Barn Does Disaster Redux To Open Season
The Barn Theatre sold out its run of Disaster last September, so it decided to open its new season with the show with some different cast members. What follows is a merge between Bridgette Redman’s review of last year’s production and David Kiley’s review of this month’s show.
AUGUSTA, Mich.–There are some shows that shouldn’t be done at all unless you are willing to fully commit and go completely over the top.
The Barn Theater proved it is not only willing to do that, but it is fully capable and can pull off even the silliest of shows with a hilarity that keeps its audience laughing nearly every minute of the show.

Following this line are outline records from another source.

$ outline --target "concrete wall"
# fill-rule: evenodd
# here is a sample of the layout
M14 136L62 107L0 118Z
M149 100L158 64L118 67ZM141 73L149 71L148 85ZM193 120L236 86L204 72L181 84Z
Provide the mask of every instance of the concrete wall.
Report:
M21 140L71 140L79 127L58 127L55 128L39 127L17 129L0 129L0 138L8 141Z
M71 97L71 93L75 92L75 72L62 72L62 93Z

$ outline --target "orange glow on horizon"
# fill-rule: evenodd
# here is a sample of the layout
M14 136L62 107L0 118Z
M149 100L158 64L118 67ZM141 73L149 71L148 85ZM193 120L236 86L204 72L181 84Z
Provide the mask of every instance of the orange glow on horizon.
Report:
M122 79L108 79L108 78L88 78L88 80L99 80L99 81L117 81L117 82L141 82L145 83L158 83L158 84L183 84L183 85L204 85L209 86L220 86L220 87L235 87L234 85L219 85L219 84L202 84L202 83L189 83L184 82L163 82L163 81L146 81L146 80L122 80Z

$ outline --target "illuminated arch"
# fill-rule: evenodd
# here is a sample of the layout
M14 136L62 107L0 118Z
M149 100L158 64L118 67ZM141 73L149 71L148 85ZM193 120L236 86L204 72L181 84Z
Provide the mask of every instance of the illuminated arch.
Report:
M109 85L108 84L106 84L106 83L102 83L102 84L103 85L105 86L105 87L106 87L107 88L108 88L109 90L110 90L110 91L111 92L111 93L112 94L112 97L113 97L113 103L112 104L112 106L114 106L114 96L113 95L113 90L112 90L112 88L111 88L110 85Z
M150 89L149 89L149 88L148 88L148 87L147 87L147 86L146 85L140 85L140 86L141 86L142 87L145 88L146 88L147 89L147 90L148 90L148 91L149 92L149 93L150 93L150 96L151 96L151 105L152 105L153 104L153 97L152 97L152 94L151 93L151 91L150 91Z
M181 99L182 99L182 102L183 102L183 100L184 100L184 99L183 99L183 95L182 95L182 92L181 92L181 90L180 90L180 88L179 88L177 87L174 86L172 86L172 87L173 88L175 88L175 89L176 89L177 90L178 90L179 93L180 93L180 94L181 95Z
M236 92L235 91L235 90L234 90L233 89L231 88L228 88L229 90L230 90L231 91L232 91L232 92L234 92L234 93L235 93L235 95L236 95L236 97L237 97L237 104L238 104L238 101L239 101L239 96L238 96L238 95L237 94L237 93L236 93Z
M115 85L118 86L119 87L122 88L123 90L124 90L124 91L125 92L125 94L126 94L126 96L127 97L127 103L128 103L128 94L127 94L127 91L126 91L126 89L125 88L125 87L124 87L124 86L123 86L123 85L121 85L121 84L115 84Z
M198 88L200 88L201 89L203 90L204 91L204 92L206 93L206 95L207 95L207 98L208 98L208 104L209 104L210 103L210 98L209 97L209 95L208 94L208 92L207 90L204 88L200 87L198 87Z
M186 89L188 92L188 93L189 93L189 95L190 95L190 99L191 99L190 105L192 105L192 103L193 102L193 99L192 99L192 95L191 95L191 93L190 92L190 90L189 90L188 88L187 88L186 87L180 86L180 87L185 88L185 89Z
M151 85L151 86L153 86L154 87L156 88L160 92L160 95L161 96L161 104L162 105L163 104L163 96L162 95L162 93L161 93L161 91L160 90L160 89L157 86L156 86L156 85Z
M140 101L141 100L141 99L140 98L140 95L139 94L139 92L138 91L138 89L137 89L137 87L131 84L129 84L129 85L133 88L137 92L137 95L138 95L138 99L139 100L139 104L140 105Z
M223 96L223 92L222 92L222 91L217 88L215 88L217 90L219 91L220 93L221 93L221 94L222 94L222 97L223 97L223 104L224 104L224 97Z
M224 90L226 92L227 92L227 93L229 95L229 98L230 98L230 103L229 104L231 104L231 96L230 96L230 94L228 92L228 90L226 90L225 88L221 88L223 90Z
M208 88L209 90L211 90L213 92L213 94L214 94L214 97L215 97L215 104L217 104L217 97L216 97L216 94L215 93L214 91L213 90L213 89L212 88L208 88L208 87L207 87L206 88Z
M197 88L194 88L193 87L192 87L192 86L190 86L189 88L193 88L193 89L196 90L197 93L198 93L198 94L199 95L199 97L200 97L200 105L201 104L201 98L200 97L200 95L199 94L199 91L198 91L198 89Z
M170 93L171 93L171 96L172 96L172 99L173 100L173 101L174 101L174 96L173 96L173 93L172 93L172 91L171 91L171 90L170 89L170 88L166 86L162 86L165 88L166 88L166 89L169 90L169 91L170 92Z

Disaster by Seth Rudetsky and Drew Geraci is a send-up of 70s disaster movies and the music that made the decade so memorable. It manages to pack in earthquakes, tidal waves, infernos, sharks, killer rats and piranhas and do so to the soundtrack of disco, ballads, and the hits that we thought we wanted to forget.
In true jukebox musical style, Disaster quickly establishes that it is willing to use and abuse any song that will let it parody the decade and be squeezed into its plot. And yes, this jukebox musical does have a plot, though not one that it ever expects anyone to take seriously.
It’s 1979 in New York and a floating casino and discotheque is having its grand opening. Only we soon know things are going to go south because the renowned disaster expert, Ted, played by Hans Friedrichs, tells us the pier is on a fault line and everyone is in danger from an earthquake. That and the boat owner, Tony, played by Jonnie Carpathios, is as sleazy as his leisure suit, is loosely modeled after a 1970s Donald Trump, and has ignored all the safety regulations and capacity guidelines.
Then there are the guests and employees of the ship.
Penelope Alex and Charlie King play Shirley and Maury, a retired married couple who are madly in love. Those who saw “Hairspray” last summer at the Barn will recognize King from his role there. It’s almost the same role, but with a different partner—both are celebrating love between a couple that has been together a long time and have aged well together. When Shirley starts showing the symptoms of a strange disease, Alex plays it to the hilt and her performance takes camp to delightful heights.
Lounge singer Jackie is hoping for a marriage proposal from Tony, the latest in a series of wrong men. Played by Samantha Rickard, she steadily sheds clothing, each costume getting shorter and shorter as she reassures her twin 11-year-olds, Ben and Lisa, both played by Aiden Wall, that they’ll soon have a father.
Chad and Scott, best friends and caterers, are polar opposites who always have one another’s back. Played by Jamey Grisham and Christian Edwards respectively, Grisham is the womanizer who always has a slick line—until he comes face to face with his ex, a feminist reporter, Marianne, played by Melissa Cotton Hunter.
Luiza Vitucci dons a habit to play Sister Mary Downy, a nun passing out fliers telling everyone they are going to hell. We soon learn she is fighting a gambling addiction and will find herself in a mortal struggle over what to do with the quarter for the orphan’s fund.
The director, Patrick Hunter, makes sure everyone is committed to going over the top with every choice. He doesn’t shy away from anything, no matter how outlandish, corny or naughty.
Music director Brent J. Decker contributed to the fun, playing with the music, teasing the well-known songs with their intros and then leading the pit with gusto from sound gags to ballads to rocking disco numbers (is that an oxymoron?).
Costume designer Michael Wilson Morgan makes sure the show is a visual treat too. It’s never necessary to announce the year, she takes the audience there immediately with the whole range of 70s fashion (again, is that an oxymoron?). From hippies to disco to leisure suits to lounge dresses, Alexandra costumes the large cast with everything from stuff to outlandish.
Sam Rudy let her creativity shine with plenty of created props from sharks to bloody skeletons and body parts. All of her handiwork got audience reaction and played right into Decker’s vision of this very silly, very fun musical.
The Barn is opening its 73rd season with this musical. It’s an uproarious romp with a risky show. It’s a musical that only works if you’re willing to fully embrace the parody and create characters who are almost cartoon-like in their absurdity. And at the Barn, every moment of this show works and makes for a night of pure entertainment.